Он не заметил, как пролетел год. Целый год. Шамиль из загорелого, немного потерянного и остро тоскующего парня превратился в подтянутого, молчаливо-уверенного в себе молодого администратора, в правую руку самого Василия Петровича. Он носил уже не поношенные свитера, а аккуратные, хорошо отглаженные рубашки и темные, строгие брюки. Научился говорить спокойно, по делу, без лишних слов, глядя собеседнику прямо в глаза. В его кармане лежал уже не камушек, а добротный кожаный бумажник с приличной суммой денег и визитками основных поставщиков. Но если кто-то присмотрелся бы к его глазам в тот редкий момент, когда он оставался один — в лифте, в перерыве перед сном, у окна своей комнаты, — то увидел бы, что в них, в самой их глубине, жила все та же, неизбывная, приглушенная временем, но не умершая тоска.

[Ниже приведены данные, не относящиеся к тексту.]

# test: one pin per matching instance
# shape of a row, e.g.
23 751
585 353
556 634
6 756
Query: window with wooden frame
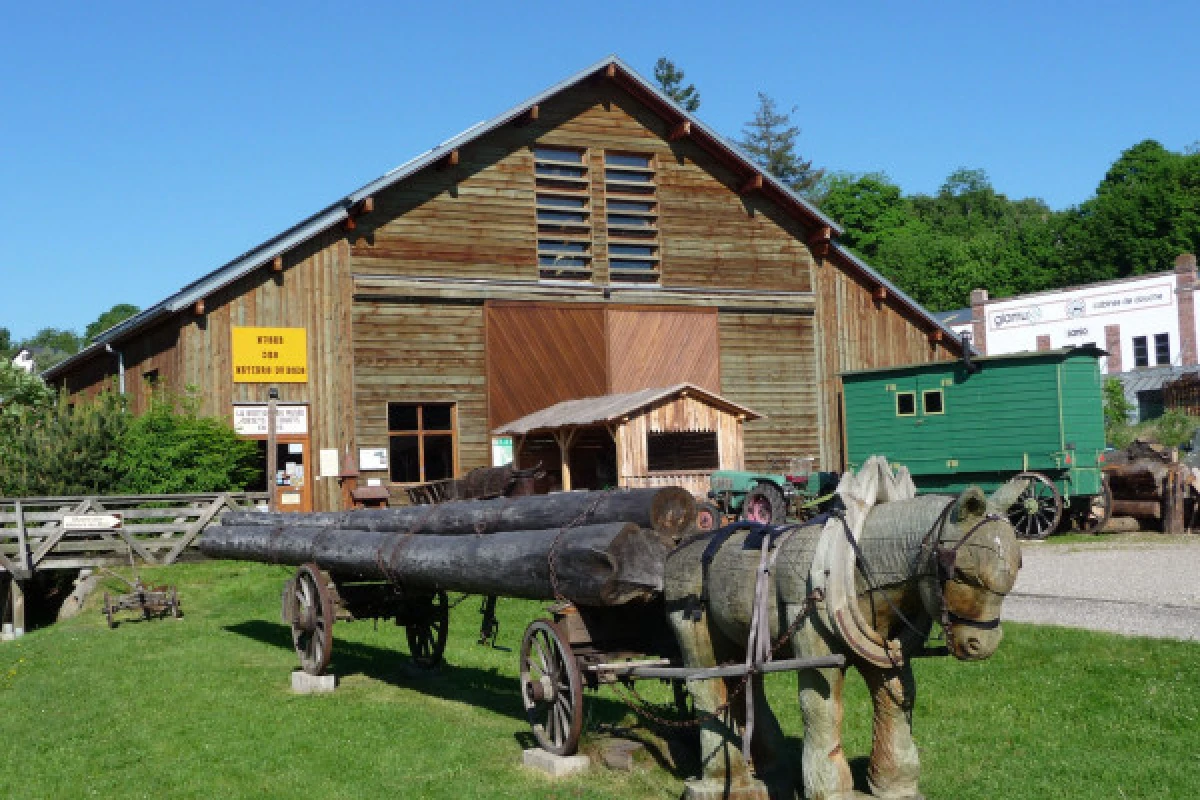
423 439
631 217
684 451
563 204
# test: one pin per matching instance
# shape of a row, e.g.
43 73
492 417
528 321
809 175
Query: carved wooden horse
929 558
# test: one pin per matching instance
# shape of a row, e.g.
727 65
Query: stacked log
593 548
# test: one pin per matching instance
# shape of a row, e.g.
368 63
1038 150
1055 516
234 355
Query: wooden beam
753 184
528 116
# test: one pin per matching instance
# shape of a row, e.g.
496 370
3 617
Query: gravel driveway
1143 589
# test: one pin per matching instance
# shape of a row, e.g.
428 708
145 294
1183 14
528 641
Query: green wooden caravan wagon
987 420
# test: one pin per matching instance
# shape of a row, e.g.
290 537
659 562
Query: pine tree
670 80
769 138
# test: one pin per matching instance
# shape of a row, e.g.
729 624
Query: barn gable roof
339 211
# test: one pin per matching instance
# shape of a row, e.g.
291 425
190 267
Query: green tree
171 449
51 346
114 316
670 79
771 138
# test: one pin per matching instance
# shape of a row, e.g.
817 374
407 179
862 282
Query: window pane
1162 348
628 176
562 217
625 160
559 202
629 222
438 416
630 205
691 451
438 457
1140 352
558 154
403 461
630 250
933 401
402 416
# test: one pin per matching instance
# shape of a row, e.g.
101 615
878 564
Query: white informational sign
502 451
93 522
329 463
251 420
372 458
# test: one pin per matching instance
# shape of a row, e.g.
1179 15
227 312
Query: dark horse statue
949 559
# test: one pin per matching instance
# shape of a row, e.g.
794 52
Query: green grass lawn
202 708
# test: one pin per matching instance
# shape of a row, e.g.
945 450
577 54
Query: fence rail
155 529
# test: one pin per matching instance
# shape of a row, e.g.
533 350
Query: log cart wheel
551 687
1038 510
309 607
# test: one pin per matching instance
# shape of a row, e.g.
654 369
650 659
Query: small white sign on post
93 522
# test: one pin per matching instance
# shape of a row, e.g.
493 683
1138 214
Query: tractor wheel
766 504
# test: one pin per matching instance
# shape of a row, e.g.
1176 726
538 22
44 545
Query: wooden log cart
599 554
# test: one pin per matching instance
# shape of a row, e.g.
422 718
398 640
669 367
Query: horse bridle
946 559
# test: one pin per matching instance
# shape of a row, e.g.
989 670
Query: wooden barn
594 240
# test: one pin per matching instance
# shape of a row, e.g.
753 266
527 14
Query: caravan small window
933 402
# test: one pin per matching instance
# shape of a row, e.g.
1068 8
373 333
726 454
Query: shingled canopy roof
611 408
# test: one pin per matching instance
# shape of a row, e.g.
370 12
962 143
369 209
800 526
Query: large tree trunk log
670 510
595 565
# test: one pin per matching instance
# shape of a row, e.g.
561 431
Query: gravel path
1139 589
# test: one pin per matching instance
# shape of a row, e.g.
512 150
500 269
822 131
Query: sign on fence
93 522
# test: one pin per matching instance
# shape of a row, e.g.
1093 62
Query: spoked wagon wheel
427 635
551 689
312 619
1038 509
766 504
1093 516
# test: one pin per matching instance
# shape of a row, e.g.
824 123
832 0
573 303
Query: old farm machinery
598 555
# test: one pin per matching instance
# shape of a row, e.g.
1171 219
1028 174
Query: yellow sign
270 355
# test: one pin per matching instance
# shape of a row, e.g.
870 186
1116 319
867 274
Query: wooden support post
18 607
564 439
273 457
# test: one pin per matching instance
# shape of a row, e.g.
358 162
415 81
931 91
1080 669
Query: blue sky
143 145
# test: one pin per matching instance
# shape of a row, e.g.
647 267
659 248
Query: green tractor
793 492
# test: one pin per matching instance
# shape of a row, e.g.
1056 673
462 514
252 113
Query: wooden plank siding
767 364
420 353
858 332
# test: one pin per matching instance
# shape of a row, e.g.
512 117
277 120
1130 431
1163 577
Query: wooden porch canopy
631 419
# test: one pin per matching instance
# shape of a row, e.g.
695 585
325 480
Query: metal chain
643 708
552 555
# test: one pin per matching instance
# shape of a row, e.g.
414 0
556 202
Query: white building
24 360
1144 322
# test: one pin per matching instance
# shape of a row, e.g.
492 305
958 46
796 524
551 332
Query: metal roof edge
899 293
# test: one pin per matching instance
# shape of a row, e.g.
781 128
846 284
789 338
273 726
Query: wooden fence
153 529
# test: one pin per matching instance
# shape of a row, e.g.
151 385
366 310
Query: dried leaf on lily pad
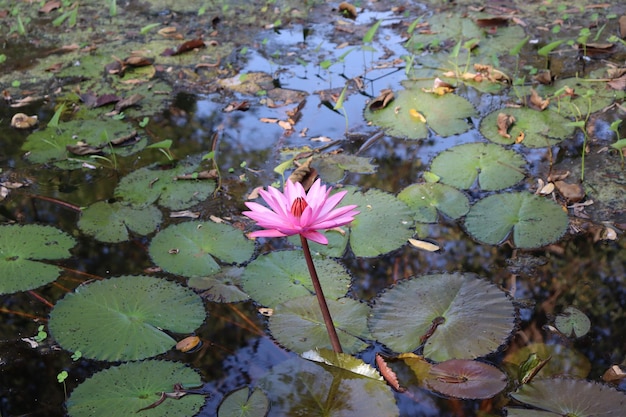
530 221
447 114
189 248
477 316
540 129
22 249
298 324
493 166
122 318
568 397
130 387
466 379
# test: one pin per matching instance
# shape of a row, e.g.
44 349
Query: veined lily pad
151 184
447 115
455 316
111 222
283 275
242 403
123 318
188 248
299 326
21 250
568 397
539 128
124 390
428 199
533 220
494 166
302 387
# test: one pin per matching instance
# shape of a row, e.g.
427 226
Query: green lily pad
242 403
124 318
21 250
111 222
475 317
283 275
188 248
152 184
447 115
493 166
540 128
572 322
427 200
222 287
298 324
531 220
568 397
302 387
129 387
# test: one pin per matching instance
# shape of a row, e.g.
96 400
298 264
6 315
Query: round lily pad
299 326
131 387
111 222
124 318
568 397
283 275
427 200
531 220
188 248
493 166
540 128
22 248
455 316
413 112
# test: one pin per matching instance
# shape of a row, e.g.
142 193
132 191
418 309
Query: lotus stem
328 320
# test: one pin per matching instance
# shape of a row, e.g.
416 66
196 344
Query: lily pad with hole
493 166
530 221
125 318
130 387
22 248
540 129
112 222
283 275
427 200
189 248
165 186
413 112
242 403
298 324
305 388
568 397
455 316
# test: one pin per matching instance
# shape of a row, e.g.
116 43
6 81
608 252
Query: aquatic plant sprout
296 212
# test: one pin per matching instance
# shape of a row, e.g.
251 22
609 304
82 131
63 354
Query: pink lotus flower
296 212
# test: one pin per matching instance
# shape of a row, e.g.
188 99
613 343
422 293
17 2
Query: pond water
267 59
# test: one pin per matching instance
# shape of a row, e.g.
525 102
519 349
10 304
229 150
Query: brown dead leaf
504 122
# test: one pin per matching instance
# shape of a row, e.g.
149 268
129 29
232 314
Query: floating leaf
130 387
21 250
531 220
188 248
151 184
494 167
298 324
124 318
283 275
242 403
568 397
477 316
428 199
540 128
111 222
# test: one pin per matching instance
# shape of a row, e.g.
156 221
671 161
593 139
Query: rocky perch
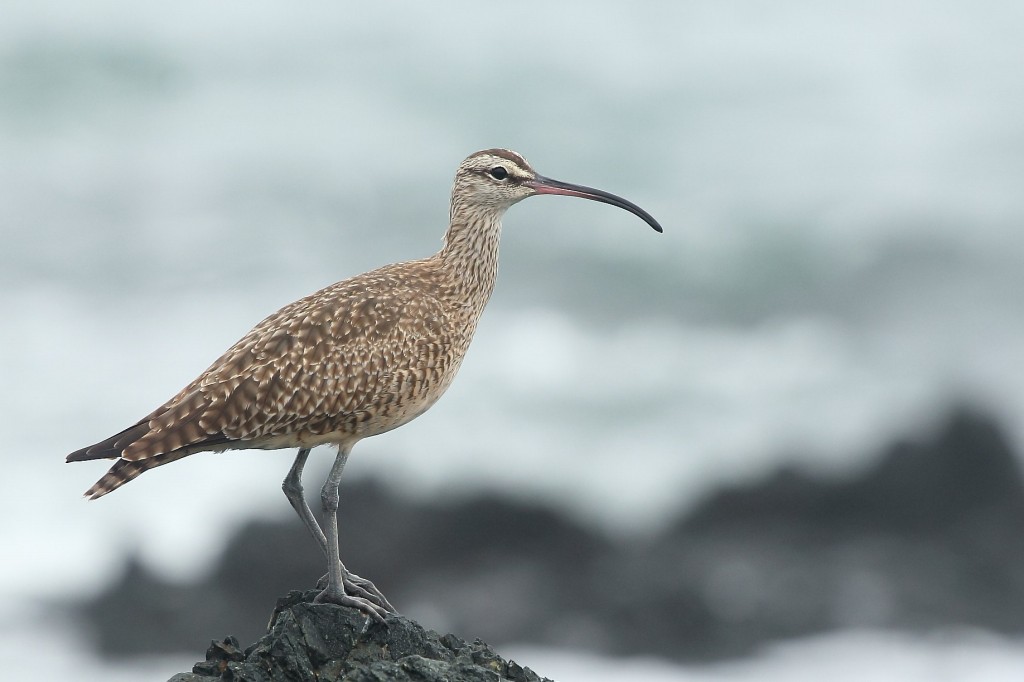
307 641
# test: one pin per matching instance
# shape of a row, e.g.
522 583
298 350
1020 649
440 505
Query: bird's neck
470 254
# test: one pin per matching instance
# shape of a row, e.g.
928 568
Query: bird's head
492 180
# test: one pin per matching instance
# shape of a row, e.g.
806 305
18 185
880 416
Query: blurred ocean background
841 187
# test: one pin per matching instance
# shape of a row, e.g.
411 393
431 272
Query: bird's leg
293 491
342 587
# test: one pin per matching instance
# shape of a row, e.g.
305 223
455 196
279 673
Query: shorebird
357 358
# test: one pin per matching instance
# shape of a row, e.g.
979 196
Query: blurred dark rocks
306 641
931 536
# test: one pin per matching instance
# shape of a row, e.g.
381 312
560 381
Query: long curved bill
545 185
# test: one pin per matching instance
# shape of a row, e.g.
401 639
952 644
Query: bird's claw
358 588
332 596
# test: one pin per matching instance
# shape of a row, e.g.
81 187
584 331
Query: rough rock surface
307 641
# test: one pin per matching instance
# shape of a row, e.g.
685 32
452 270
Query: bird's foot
332 595
358 588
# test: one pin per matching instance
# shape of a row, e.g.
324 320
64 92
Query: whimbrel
354 359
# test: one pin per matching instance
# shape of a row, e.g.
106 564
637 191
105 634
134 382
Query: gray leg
343 587
293 491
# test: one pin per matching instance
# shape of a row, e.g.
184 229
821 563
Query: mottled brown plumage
354 359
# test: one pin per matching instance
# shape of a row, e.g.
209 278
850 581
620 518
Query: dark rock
927 537
307 641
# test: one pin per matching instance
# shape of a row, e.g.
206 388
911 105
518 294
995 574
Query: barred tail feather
125 470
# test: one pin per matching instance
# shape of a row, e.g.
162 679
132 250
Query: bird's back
353 359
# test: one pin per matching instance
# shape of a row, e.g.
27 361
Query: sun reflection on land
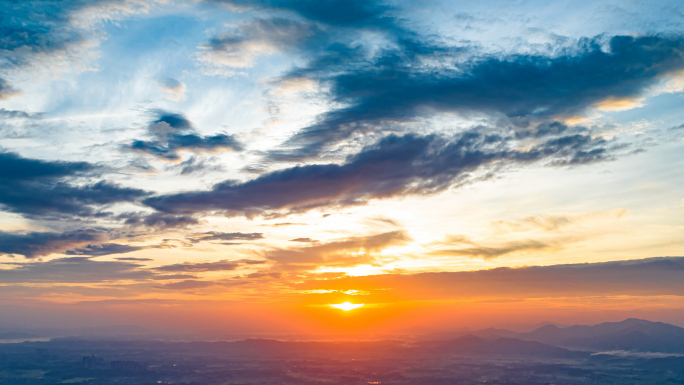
346 306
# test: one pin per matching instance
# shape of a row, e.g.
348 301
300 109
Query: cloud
159 221
73 270
240 48
395 166
489 252
223 265
553 222
6 91
173 89
345 252
651 276
104 249
38 188
352 13
39 35
37 244
196 165
192 284
265 275
397 87
173 133
305 240
218 236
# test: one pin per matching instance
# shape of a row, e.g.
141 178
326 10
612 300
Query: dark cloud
352 13
196 165
45 33
651 276
104 249
396 166
172 133
73 270
38 188
217 236
396 87
489 252
36 244
224 265
159 221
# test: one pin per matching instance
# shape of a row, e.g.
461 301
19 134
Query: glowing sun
346 306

Он так и не получил ответа. Ни единой строчки. Молчание стало его постоянным спутником, фоном всей его жизни, таким же привычным, как шум города за окном. Он научился с ним существовать, как существуют люди с тихим, хроническим, не смертельным, но и не отпускающим недугом — не убивающим, но и не дающим забыть о себе. Оно стало частью его личности, его новой мотивации: он должен был добиться чего-то такого весомого, ощутимого, неоспоримого, что однажды, возможно, оправдало бы в ее глазах не только его давнюю, страшную ошибку, но и все эти годы упрямого, тяжелого молчания.
Он понял, что Мурад был прав в самом главном: ему нужно было встать на ноги. Не на коленки, не на цыпочки, а именно на ноги, крепко и уверенно. И он стоял. Уже уверенно. Он мог обеспечивать не только себя, но и помогать семье в ауле, подкидывать деньги брату с его молодой женой. Он стал москвичом в деловом, сугубо практическом смысле этого слова. Он знал, у кого на Преображенском рынке самое лучшее и недорогое мясо для плова, умел обойти три проверяющие инстанции за один день, знал, где в его районе можно починить обувь дешево, качественно и без очереди. Но его сердце, самая глубокая, не поддающаяся дрессуре часть его души, оставалась там, далеко, в горах, у того самого окна, где когда-то, в тихие вечера, теплился теплый, желтый огонек ее керосиновой лампы. И он почти, почти смирился с мыслью, что этот огонек для него погас навсегда. Почти. Потому что в самые темные, самые одинокие московские ночи, когда за окном лил бесконечный осенний дождь, ему чудилось, что где-то далеко, за сотни километров бетона, стали и равнодушия, тот самый огонек все еще мерцает. Слабо, еле-еле, будто сквозь туман. Но не гаснет. И в этом слабом мерцании была вся его надежда и вся его мука.